Meski demikian, perkembangan teknologi
yang semakin maju semakin membuktikan bahwa dunia semakin lama semakin rusak dan
tidak nyaman untuk ditinggali. Fakta-fakta seperti ditemukan lubang Ozon di
Kutub Selatan serta terdeteksinya pemanasan global semakin menumbukan kesadaran
lingkungan di kalangan masyarakat sipil terutama di negara-negara maju (seperti
biasa, masyarakat sipil di negara-negara Islam masih menghadapi masalahmasalah internalnya
sendiri-sendiri). Fakta-fakta ini sebenarnya tidak bisa dibantah oleh para
pengrusak lingkungan yang berkedok dalam baju para bussinesman.
Anehnya, di saat kesadaran publik
tentang bahaya kerusakan lingkunga mulai mencuat, elite-elite penguasa tetap
saja tidak sadar betapa seriusnya masalah kerusakan lingkungan. Maklum, elite penguasa
ini telah bermain mata dengan perusahaan-perusahaan multinasional yang rugi
jikalau pemerintah mempunyai program untuk melestarikan lingkungan dan sumber
daya alam yang mereka miliki. Alhasil, walaupun ada bukti ilmiah dan desakan
dari masyarakat sipil, kerusakan lingkungan terus aja terjadi.
Tapi beberapa kelompok dari masyarakat
sipil tidak mau berhenti berjuang. Mereka terus mendesak pemerintah untuk lebih
peduli terhadap masalah pengrusakan lingkungan. Mungkin memang sudah fitrah manusia,
jika ada kedzhaliman yang berlangsung di depan mata, selalu ada sekelompok
orang yang terus melawan kedzhaliman tersebut.
Usaha mereka lagi-lagi tidak sia-sia.
Mostafa Tolba, direktur UNEP kala itu, mencatat bahwa diakhir dekade 1980’an,
isu kerusakan lingkungan menjadi isu paling hangat dalam kancah politik
internasional. Ada dua kemungkinan kenapa kerusakan lingkungan dapat menjadi
isu paling hangat. Pertama, karena adanya usaha tanpa kenal lelah yang
dilakukan kelompok-kelompok masyarakat sipil untuk menyuarakan isu lingkungan.
Kedua, karena perubahan percaturan politik internasional yang ditandai dengan
melemahnya Uni Soviet.
Terbukti pada tahun 1988, WMO (World
Meteorological Organization) atau Badan Meteorologi Dunia membentuk IPCC (Intergovernmental
Panel on Climate Change) yang bertujuan untuk memantau perkembangan kerusakan
lingkungan terutama yang diakibatkan oleh perubahan iklim dan pemanasan global.
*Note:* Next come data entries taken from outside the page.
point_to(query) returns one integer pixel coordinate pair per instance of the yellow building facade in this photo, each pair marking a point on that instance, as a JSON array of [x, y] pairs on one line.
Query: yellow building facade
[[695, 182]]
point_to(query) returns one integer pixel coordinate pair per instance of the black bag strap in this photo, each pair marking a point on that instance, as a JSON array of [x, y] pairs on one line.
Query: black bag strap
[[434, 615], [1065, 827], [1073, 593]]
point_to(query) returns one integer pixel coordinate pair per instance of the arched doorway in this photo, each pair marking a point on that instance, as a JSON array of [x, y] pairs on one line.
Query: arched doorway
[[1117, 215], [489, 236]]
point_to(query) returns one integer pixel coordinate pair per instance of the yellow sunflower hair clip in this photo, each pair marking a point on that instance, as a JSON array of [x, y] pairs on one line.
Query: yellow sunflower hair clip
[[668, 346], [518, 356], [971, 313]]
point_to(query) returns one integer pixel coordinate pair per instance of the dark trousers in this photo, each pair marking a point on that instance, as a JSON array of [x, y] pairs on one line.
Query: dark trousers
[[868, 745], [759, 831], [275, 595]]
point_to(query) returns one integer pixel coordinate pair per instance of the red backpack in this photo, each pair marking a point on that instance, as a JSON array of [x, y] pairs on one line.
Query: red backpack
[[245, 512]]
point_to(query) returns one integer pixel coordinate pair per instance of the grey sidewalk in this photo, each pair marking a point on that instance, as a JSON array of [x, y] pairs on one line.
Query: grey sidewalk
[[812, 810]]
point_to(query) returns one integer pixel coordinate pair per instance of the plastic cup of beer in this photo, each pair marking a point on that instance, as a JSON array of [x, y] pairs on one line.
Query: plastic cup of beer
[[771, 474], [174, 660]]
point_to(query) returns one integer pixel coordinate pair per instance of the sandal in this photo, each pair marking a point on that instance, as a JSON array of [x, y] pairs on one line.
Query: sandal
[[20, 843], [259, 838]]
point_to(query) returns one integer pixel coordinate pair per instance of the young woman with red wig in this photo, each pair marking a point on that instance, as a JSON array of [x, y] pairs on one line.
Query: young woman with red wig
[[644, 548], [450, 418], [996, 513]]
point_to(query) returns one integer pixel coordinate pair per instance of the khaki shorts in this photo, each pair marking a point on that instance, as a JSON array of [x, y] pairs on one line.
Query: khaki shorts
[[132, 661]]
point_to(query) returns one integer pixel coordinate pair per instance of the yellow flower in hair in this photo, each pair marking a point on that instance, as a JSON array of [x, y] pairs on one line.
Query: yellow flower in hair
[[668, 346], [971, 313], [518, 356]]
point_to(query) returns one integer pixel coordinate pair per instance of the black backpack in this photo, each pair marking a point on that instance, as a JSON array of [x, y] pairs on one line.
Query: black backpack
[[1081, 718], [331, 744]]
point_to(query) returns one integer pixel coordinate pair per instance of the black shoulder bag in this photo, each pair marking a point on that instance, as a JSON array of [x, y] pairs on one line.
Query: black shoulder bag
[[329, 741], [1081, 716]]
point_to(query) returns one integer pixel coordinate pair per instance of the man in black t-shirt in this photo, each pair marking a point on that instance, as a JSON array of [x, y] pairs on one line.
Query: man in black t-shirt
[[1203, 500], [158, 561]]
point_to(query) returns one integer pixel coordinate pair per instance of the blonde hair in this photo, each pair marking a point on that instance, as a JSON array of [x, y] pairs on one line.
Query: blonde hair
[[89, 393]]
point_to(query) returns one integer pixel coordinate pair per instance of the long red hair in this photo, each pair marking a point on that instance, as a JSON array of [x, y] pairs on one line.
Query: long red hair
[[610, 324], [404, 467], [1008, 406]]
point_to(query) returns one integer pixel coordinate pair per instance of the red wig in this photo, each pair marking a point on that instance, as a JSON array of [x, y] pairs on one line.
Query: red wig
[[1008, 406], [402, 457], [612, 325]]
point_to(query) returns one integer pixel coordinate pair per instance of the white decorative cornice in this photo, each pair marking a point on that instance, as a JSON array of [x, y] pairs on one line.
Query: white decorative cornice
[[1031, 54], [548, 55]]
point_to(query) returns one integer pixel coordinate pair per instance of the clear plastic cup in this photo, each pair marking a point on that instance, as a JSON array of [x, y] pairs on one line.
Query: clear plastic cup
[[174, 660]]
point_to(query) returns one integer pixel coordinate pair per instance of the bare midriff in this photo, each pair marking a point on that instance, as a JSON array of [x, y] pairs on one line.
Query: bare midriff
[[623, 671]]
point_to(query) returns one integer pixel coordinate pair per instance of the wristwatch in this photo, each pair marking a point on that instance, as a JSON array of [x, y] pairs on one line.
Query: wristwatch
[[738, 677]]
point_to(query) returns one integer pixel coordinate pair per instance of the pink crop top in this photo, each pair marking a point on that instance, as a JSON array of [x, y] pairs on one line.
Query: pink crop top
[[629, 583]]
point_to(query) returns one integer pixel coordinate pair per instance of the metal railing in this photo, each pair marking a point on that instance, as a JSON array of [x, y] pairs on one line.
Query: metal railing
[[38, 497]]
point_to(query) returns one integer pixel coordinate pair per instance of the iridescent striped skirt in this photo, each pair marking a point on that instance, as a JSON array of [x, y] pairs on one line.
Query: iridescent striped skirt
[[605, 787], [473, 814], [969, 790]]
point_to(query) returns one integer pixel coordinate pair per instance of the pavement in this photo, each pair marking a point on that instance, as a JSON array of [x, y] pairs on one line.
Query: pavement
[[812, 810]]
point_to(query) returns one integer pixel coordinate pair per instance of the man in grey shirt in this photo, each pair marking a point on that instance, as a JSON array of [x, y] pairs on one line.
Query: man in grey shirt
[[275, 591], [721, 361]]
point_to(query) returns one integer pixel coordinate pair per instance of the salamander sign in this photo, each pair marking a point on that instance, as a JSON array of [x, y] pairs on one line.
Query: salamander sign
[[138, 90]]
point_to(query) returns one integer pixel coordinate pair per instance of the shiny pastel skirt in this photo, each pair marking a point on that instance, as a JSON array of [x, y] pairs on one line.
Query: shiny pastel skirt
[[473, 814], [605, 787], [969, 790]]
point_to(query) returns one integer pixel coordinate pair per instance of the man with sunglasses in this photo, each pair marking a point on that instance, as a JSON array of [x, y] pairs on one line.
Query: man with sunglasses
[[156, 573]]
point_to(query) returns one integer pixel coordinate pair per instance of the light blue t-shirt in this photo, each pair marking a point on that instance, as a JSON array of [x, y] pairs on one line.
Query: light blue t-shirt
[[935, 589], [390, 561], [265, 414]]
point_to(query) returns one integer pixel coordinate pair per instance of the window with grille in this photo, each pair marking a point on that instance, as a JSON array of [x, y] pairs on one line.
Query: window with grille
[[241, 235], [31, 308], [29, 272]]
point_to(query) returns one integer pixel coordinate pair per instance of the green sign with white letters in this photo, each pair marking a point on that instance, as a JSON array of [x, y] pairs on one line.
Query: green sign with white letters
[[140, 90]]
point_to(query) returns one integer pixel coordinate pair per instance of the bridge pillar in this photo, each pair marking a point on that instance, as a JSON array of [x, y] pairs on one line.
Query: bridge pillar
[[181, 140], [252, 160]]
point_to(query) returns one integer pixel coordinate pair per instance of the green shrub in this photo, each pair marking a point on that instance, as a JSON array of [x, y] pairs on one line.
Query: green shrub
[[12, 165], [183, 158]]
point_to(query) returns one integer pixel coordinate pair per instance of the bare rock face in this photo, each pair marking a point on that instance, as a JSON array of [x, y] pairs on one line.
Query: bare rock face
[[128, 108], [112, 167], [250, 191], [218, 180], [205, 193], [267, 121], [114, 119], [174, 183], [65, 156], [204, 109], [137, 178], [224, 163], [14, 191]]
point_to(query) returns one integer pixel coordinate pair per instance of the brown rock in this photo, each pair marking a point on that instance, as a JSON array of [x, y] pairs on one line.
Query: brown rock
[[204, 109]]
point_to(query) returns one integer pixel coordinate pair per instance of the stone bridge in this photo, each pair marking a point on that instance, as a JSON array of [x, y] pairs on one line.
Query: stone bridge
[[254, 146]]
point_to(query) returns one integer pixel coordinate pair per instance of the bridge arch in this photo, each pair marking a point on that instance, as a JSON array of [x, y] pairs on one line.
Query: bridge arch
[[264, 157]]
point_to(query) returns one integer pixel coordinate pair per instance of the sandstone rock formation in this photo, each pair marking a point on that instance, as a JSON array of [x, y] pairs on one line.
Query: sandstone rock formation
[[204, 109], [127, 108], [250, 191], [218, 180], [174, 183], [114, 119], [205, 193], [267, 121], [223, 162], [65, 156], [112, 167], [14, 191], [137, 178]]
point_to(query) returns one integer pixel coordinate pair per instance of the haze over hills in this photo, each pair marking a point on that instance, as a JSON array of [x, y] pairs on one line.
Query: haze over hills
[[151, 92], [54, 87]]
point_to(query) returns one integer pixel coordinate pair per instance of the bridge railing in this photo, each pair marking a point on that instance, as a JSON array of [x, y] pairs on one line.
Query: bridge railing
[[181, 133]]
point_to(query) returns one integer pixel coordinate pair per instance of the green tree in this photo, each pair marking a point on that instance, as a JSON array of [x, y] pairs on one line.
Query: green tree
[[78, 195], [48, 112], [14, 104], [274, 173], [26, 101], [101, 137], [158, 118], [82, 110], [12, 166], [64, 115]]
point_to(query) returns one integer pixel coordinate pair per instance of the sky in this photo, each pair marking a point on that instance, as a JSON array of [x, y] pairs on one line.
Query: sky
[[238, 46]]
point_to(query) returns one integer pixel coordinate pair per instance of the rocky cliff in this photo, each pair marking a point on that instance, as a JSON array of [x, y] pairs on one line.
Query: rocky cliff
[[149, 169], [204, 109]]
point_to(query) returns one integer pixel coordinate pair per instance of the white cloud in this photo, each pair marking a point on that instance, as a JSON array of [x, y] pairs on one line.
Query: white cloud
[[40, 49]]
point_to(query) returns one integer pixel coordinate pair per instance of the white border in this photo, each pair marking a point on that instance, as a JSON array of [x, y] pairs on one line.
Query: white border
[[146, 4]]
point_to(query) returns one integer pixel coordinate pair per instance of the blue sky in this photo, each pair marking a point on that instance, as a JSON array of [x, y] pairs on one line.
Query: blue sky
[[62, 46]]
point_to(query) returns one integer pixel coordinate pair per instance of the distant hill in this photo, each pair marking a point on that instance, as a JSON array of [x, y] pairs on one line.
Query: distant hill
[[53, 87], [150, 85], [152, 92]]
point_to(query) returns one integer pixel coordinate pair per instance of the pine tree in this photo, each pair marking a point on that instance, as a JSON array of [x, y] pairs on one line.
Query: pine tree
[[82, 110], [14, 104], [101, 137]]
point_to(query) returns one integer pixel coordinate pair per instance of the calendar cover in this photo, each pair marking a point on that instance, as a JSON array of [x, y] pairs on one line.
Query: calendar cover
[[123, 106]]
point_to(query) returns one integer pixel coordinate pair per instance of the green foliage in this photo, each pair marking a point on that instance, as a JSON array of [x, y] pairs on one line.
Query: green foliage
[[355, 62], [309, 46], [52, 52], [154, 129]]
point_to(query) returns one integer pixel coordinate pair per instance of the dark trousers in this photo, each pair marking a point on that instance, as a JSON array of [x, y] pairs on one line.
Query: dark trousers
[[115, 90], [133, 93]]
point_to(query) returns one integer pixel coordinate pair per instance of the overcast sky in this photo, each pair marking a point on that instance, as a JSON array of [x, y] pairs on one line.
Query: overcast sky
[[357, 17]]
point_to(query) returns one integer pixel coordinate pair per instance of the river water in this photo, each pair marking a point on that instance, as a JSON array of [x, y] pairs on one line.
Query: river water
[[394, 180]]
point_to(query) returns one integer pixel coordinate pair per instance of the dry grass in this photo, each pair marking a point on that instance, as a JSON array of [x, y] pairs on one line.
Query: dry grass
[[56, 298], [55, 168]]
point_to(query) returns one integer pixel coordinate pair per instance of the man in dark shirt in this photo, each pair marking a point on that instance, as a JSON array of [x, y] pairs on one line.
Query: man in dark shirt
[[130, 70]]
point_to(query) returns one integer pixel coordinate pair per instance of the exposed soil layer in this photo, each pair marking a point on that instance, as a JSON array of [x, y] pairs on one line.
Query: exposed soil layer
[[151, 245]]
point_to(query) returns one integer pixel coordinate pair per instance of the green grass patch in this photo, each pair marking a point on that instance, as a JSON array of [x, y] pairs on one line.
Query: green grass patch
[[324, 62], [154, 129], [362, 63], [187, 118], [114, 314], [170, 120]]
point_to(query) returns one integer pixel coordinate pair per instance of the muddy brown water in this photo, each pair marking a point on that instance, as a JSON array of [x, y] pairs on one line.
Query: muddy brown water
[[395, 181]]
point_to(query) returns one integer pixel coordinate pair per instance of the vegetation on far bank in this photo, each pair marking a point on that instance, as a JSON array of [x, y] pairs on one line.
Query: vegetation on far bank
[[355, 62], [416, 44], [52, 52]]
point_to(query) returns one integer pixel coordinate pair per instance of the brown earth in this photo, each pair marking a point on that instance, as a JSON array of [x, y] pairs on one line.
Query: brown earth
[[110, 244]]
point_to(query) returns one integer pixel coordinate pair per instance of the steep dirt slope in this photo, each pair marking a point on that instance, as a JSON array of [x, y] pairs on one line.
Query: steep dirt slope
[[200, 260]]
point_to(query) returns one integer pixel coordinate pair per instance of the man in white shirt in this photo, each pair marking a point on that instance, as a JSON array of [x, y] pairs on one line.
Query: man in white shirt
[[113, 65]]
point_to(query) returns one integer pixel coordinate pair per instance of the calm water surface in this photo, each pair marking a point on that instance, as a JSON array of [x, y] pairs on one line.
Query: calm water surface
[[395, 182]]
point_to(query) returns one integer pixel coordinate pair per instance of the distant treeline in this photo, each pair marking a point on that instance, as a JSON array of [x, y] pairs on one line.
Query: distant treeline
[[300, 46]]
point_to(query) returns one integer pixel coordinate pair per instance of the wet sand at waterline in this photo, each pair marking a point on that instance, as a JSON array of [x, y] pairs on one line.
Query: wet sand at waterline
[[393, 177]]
Sampai sekarang, IPCC terus menjadi penyedia data paling lengkap dan mutakhir
mengenai perkembangan perubahan iklim dan pemanasan global serta dampaknya
kepada masyarakat. Buku ditangan anda ini pun, data-datanya juga banyak yang
berasal dari IPCC. Tak heran pada tahun 2007, IPCC dan Al Gore mendapatkan
Nobel perdamaian berkat perjuangan mereka memperingatkan bahaya dari perubahan
iklim. IPCC sendiri adalah organisasi yang disana berkumpul ribuan
profesor-profesor yang ahli dalam klimatologi.